I awoke on Friday morning of last week, feeling tired from reading too late the night before after retiring early to my room while my friends continued a weeknight bout of revelry. When I arrived in my kitchen, on the whiteboard next to the refrigerator was written a partial stanza that distracted me from the composition of my breakfast:
April is the cruelest month, breeding
Lilacs out of the dead land, mixing
Memory and desire, stirring
Dull roots with spring rain.
Winter kept us warm, covering
Earth in forgetful snow, feeding
A little life with dried tubers.
Beneath these lines, a dashed attribution to T.S. Eliot answered my question as to who had written it; the handwriting also answered my question as to who had written it: my roommate, Brian.
The night before, Brian and I had been discussing the pro climber, Daniel Woods. His Instagram bio simply states “rage & tranquility.”
“Black and white; yin and yang; rage and tranquility” we had joked. Something about this Manichean summary of Woods’ climbing style made such intuitive sense in the context of an athlete pushing the limits of what is possible; Woods is one of two people who have proposed a V17 boulder problem and has, over the years, climbed at the leading edge of the hardest known climbs in the world. When you’re at the frontier of the possible, perhaps even leaning out beyond it, your mental game is just as important as your physical conditioning.
In an Instagram post from shortly before his successful climb of Return of the Sleepwalker V17, Woods wrote:
I’m coming up on 3 months of only trying the same shit. Shit starts to mentally add up haha. Why didn’t I go session other lines? Well I told myself if I wanted to climb the hardest shit I’ve tried then complete obsession needs to occur. This line has taken over my life the last 3 months. I don’t sleep at night because of it. I don’t think about anything else in life besides internally feeling my flow on this thing. Figuring out how to speed sections up, when to breathe, when to hold my breath, when to ramp up, when to slow down.
I have quit substances such as alcohol, tobac, weed, and coffee that used to plague my life (though I have no issues with weed haha... but I need full mental clarity atm). Whatever comes out of this process, send or no send, it has been a positive experience. I feel the best I’ve ever felt in life and know what it truly means to fucking push yourself and want something. In the end this is just a fuckin rock I’m trying to get up haha. The self clarity that has been awakened is what gives this experience purpose.
Complete obsession. Speeding up, slowing down. Send or no send. Self clarity and purpose. All or nothing.
Rage and tranquility.
I read the carefully-scribbled lines on the whiteboard again. The almost oxymoronic cruel April and warm Winter are both interesting constructions. “Tubers” is a funny word. But more than anything, I keep rereading the words “mixing memory and desire.”
Memory and desire.
These words recall the duality Brian and I had examined the night before. But these concepts are not opposites, or even natural complements, really. Why has this phrase gotten stuck in my mind?

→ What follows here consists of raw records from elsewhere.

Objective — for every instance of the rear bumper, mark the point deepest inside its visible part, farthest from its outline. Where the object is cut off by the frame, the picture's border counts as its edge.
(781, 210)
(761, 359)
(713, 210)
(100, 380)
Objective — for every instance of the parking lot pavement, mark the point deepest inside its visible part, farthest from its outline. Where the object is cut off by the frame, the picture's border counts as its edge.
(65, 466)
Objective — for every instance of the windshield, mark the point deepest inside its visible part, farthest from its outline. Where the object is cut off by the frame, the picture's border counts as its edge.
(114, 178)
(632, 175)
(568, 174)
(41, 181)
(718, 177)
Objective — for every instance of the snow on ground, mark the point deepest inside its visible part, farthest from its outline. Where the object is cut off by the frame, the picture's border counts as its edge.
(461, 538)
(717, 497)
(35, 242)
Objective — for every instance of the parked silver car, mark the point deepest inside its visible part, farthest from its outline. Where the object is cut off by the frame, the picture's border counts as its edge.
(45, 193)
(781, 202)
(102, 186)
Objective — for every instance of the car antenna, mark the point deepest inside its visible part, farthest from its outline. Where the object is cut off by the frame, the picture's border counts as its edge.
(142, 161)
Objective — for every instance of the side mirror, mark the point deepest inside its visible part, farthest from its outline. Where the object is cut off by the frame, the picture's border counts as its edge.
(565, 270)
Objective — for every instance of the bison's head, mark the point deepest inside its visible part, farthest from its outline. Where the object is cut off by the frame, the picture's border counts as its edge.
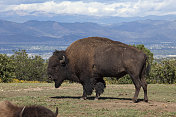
(57, 67)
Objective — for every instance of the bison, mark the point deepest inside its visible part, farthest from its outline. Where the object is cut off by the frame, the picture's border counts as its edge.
(8, 109)
(88, 60)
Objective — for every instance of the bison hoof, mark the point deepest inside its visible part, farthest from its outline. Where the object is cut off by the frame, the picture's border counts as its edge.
(135, 101)
(145, 100)
(83, 98)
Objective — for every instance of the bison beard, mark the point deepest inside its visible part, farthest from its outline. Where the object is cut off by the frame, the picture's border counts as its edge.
(7, 109)
(88, 60)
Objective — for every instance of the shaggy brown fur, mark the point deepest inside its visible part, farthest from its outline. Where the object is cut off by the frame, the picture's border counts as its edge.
(88, 60)
(7, 109)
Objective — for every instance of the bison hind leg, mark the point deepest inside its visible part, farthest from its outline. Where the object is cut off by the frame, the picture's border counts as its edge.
(99, 88)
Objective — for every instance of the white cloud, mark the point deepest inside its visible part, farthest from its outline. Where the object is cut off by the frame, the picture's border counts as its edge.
(123, 9)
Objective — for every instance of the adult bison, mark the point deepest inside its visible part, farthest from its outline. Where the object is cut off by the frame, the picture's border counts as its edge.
(90, 59)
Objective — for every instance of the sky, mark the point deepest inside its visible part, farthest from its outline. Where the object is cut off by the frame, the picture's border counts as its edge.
(93, 8)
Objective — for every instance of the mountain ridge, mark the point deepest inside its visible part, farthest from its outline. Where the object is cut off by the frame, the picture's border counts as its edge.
(139, 31)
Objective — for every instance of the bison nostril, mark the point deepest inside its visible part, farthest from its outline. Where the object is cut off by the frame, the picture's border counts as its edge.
(49, 77)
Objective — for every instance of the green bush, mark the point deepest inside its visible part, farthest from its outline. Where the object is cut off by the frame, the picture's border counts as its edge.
(7, 70)
(29, 68)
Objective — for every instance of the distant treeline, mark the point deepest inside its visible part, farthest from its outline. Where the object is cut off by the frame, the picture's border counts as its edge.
(22, 67)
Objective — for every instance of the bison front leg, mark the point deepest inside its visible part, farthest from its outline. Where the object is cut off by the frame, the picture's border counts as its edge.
(99, 87)
(137, 84)
(87, 88)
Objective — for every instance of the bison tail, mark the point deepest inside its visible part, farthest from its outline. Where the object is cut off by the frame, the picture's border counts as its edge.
(148, 69)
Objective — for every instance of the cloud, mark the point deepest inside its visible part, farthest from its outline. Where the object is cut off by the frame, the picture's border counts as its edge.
(126, 8)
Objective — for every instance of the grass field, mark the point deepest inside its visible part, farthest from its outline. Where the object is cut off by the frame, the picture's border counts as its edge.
(116, 100)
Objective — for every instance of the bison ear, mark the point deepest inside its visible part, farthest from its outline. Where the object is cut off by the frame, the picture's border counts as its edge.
(63, 61)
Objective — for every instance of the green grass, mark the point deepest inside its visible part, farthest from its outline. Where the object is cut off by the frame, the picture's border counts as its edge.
(115, 101)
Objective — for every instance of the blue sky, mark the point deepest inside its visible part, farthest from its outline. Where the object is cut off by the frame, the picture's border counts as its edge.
(91, 8)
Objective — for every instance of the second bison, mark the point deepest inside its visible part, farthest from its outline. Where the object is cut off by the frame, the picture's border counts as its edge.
(88, 60)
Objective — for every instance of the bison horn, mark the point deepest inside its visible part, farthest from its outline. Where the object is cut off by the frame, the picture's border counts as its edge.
(56, 111)
(63, 60)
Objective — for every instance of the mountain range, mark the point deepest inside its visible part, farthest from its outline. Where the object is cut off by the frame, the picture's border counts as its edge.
(139, 31)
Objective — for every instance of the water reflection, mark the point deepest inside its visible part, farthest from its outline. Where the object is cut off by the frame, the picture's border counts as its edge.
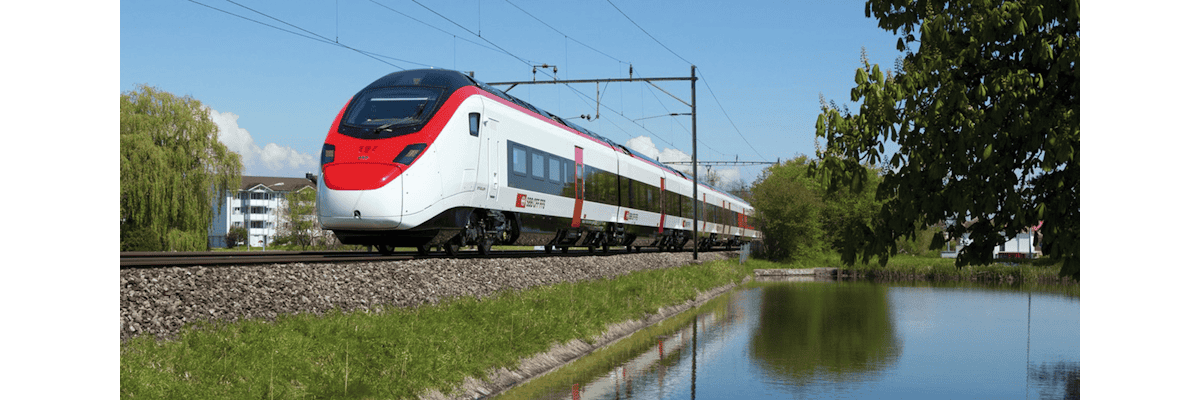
(815, 340)
(841, 330)
(1056, 380)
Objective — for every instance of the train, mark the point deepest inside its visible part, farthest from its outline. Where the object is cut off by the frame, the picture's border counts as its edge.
(433, 159)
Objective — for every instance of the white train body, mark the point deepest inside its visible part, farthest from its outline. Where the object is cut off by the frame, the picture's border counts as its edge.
(431, 157)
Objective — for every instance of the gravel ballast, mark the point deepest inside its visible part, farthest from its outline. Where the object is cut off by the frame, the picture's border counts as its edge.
(161, 302)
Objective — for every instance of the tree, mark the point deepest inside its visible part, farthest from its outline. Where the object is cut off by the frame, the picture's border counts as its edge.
(173, 168)
(787, 208)
(985, 114)
(299, 219)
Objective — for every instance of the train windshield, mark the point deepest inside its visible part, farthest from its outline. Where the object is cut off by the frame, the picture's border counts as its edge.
(394, 107)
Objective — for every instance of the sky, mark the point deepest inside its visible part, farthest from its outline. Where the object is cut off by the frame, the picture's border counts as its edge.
(275, 91)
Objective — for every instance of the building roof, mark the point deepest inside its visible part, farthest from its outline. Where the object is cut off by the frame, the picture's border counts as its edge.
(276, 184)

I’ve experienced numerous change in my life since the start of this year: changes to my job and where I have to physically spend time, some big relocations and life milestones for close friends, some small injuries, and, perhaps most significantly, a painful breakup. These events have definitely triggered sentiments of memory and desire.
Memory implies recall and reflection on the past. Desire, meanwhile, is anticipatory: what do you want in the future? Nostalgia—which could be defined as a desire to relive memory—is a product of the mixing of these ideas. These combined concepts help you to orient yourself in the future, too; memories inform what you desire.
Perhaps there is some second-order duality in this combination after all.
I went climbing with Brian last night. On the drive to the trailhead, I asked him why he had written the opening lines of The Waste Land on the whiteboard last week.
He said that he couldn’t remember what had compelled him to copy it down. We both agreed that we lack the erudition to make sense of the poem itself. Brian said he must have had to read it in school at some point but that he didn’t know the poem well.
“The only part of the poem that I really remembered,” Brian said, “was the opening: ‘April is the cruelest month.’ I don’t know what made me recall that line. I just wanted to write it down.”
After reading a draft of this post, Brian sent me the following message; reproducing it in full felt appropriate.
But these opening lines of The Wasteland, and the epic poem as a whole, appear to probe the universal themes of decay and rebirth — these concepts themselves not so far removed from memory and desire, if one squints the eyes — and particularly this fascinating, nebulous middle ground of their juxtaposition where simple meaning and straightforward answers cannot be found.
Perhaps the poem appeared in the mind (and subsequently, on the whiteboard) in much the same way that tubers pop up unexpectedly after a long winter… Attribute it to memory if you wish, or desire, or some intangible mixing of the two that you can’t quite pin down.
Thanks Brian for the thoughts and the intellectual stimulation.